Copyright Rajiv Desai 2009

Monday, June 1, 2009

New York City Journal

A Weekend in Manhattan

After a long and difficult flight from Delhi, my weariness melted away as I walked out of the immigration and customs clearance area at JFK. She was standing there, all of 24, a Lower East Side sophisticate and simply gorgeous. She rushed out from under the barrier and hugged me. “Hi Daddy,” she said. Then she took charge. Taxis, hotel check-in, local cell phone and what have you. I’m a very lucky father because both my daughters look after me with the same persnickety concern that I had when I took care of them.

The older one booked my passage to New York, worrying about my aisle seat and my meal preference, which for some reason has been put down in every airline as a “Hindu” special. I had to convince the stewardess that I’d prefer steak and a glass of Merlot. Believe me: the food was really good though the seats were not very comfortable.

The younger daughter took over after I reached JFK. As she shepherded me through the airport, I could see she had changed in the year since I had been with her in New York. Sure, she had been in India in the interim; they always say it is better to see lions in their own habitat. And in her precinct that is the aspirational model for every cool person in the world, she shines and is carelessly sophisticated.

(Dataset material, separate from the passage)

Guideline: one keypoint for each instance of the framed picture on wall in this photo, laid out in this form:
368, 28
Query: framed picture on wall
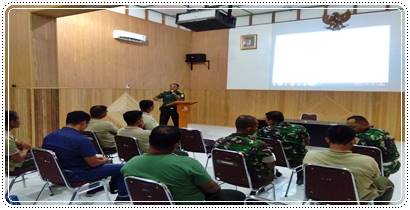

When I was much younger and first came to New York in the company of my friend David Swanson, a native, the city was a dream. He lived in the Village and effortlessly took me to the best, off-the-beaten track restaurants and bars. I loved every minute of the experience in the 1970s. Three decades later, I’m cruising the “hoods” in the Lower East Side with my younger daughter and discovering even cooler places. All fathers should be so lucky.

All these years, I’ve looked after every need of my daughters. Today I count myself fortunate that they take care of me. I can manage on my own of course but there’s a special joy in having competent and caring daughters look after you. I’ve always believed that sophistication came very easily to me. But at brunch last Sunday at a trendy little bistro on the Lower East Side, I ordered a draught beer with my Eggs Benedict where my younger one ordered a Mimosa, champagne and orange juice, with her apple pancake.

The afternoon I arrived, when she broke through the barrier and hugged me, we drove to my hotel. The room was not ready and I was jet-lagged. “Father,” she says to me, “I’ve got the perfect cure.” We checked my bag with the concierge and rode a cab to “The Frying Pan,” a beer and burger place on a barge on the Hudson River on the West Side. There we indulged a couple of beers and what to me was one of the better burgers I’ve had, period.

Later that evening, we checked out the cafes and bars near Union Square, close to where she lived when she enrolled at NYU six years ago. She had made a reservation at a 19th street restaurant called “crafts” but we still had to wait until a table became available. So much for the recession! The restaurant was abuzz; Manhattan at its weekend best. The ambience was great and food to match.

More important, it was a glimpse into my daughter’s world. At age 24, she lives in the trendy Lower East Side and works in edgy SoHo. Her job is also a very 21st century enterprise having to do with the production of interactive multimedia content. The very fact that she landed a satisfying job in the midst of a raging recession seems to have buoyed her confidence. Where half a million people lose their jobs each month, she switched jobs. Deservedly, she is very proud of her new position and excitedly displays her fancy new business card.

As always, the visit proved too short. We spent virtually every minute of my stay together. As I got in the cab to head for the airport, I looked back at her receding figure, waving at me. I heard a song go out of my heart. Amazingly, it wasn’t Ellington or Billie Holiday or Louis Armstrong. The lines that reverberated in my head were from a song in the film, "The Sound of Music:"

Somewhere in my youth or childhood,
I must have done something good…


Daughters are a blessing to begin with but to love them and have them love you back is a fulfillment of the highest order.